Our daylight may be returning but the darkness of the night sky still has some surprises in store. The magic of the aurora borealis never fails to impress those whose eyes are cast skyward this time of year — and there is no better place to view them than in Alaska’s back country. The farther away from urban lights, the more vivid the night sky.
It was four years ago and temperatures were dipping into the teens one night in the Brooks Range. I had just turned in, snuggling deep into a warm sleeping bag. Just as I drifted off to sleep, the sound of footsteps crunched outside my tent. A friend’s voice was filled with wonder.
“Come out here–you’ve got to see this!”
I quickly pulled on boots, coat and mittens and stepped outside into the cold air. A last glimmer of twilight still tinged the western horizon. To the east however, the sky was dark and stars that had earlier been just pinpricks on the dome of sky, now gleamed bright through layered depths of space. There in the darkness, another kind of light had begun to shimmer. Like an apparition, moving ribbons of light appeared at the dark eastern end of the sky.

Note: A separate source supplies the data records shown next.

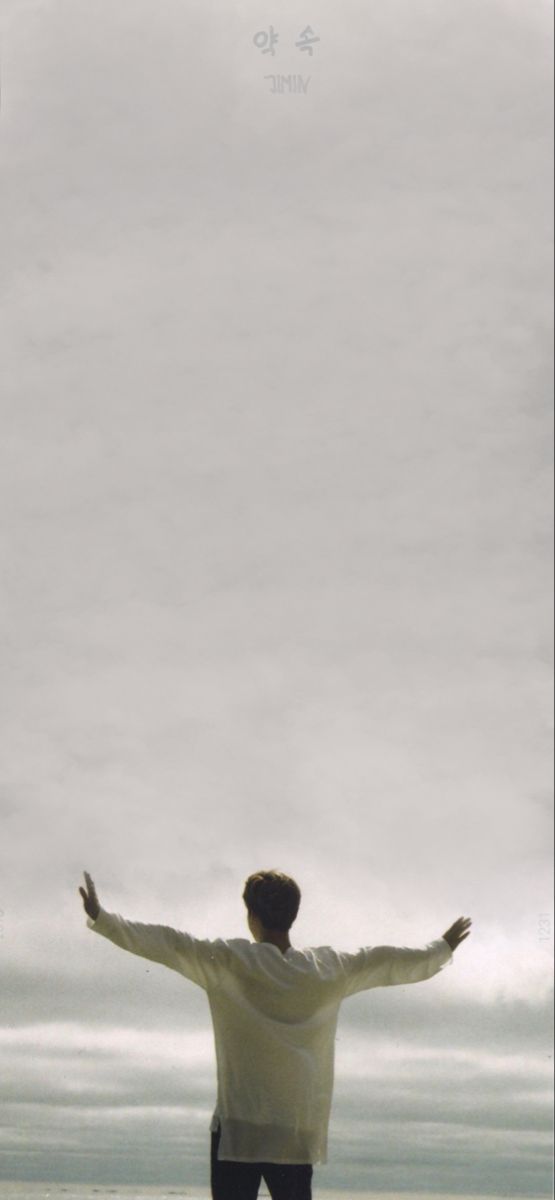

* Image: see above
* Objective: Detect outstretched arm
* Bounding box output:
[79,871,227,989]
[342,917,471,996]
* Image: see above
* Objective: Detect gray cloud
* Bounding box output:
[0,0,553,1198]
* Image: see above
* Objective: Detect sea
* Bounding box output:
[0,1180,545,1200]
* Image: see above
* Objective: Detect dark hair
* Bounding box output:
[243,871,300,934]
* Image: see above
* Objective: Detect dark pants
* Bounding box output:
[210,1129,312,1200]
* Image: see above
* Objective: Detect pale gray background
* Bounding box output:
[0,0,553,1196]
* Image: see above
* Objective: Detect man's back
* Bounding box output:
[88,908,452,1164]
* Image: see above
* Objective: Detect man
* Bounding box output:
[79,871,471,1200]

The aurora slowly grew more vivid and the lights began to twirl like ribbons as they reached toward the dimming light of the western horizon. At first they shimmered silky white, but then changed to green. As the light show continued, they transformed themselves to shades of rose and then back to green again.

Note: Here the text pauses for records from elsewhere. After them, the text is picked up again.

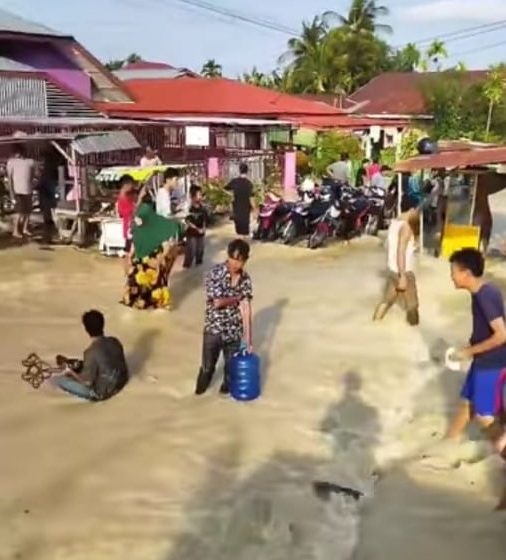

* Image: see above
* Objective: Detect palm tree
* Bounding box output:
[323,0,393,33]
[427,39,448,71]
[200,58,223,78]
[279,16,329,93]
[241,66,271,87]
[483,66,506,140]
[125,53,142,64]
[271,68,293,92]
[279,16,328,68]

The show continued long enough for our fingers and toes to grow cold and our necks to ache from standing open-mouthed, staring at the night sky. We were all seasoned Alaskans, but none of us remembered a show quite so dazzling.
So what are the northern lights, exactly? Electrons and protons from the sun are blown towards the earth on a “solar wind.” The aurora can be seen on dark, clear nights when these charged solar particles strike the atmosphere near the earth’s magnetic poles. The colors are a result of the types of gas particles involved in the collision between the solar wind and the earth’s atmosphere.
The aurora borealis, that mystical light that has engendered so much legend and lore over the millennia, has become a pilgrimage for travelers world-wide. Aurora seekers often travel to Fairbanks which is located at the edge of what scientists call an “auroral oval,” a ring-shaped region that circles the north magnetic pole where solar activity is most common. Fairbanks has relatively clear skies in winter, and being a smallish town, you don’t have to go far to escape the city’s lights. Some hotels in Fairbanks even offer wake-up calls for visitors who want to be alerted to northern light activity.
I stepped outside early in the morning recently to the feed horses and discovered the sky shimmering with the aurora borealis. It was clear and cold enough for the snow to creak underfoot. The full moon cast shadows on the snow and to block the moonlight, I leaned against the shade of the barn. This was the best display I could remember since that back country experience four years ago. I remembered that gleaming night in the Brooks Range so well because earlier that same day I’d made a satellite phone call to my daughter-in-law. We had made a date to talk because it was the day they would learn the gender of their baby.
“It’s a girl!” she announced over the static on the line.ora
It was the same night that the northern lights twirled overhead like dancing spirits. I couldn’t help but wonder if, like me, they were celebrating this new life in the world.
Today that baby is four years old with eyes that sparkle like stars in a blue night sky.
And unbeknownst to me on that cold evening when I watched those dancing lights, my son and daughter-in-law chose to name their daughter “Aurora.”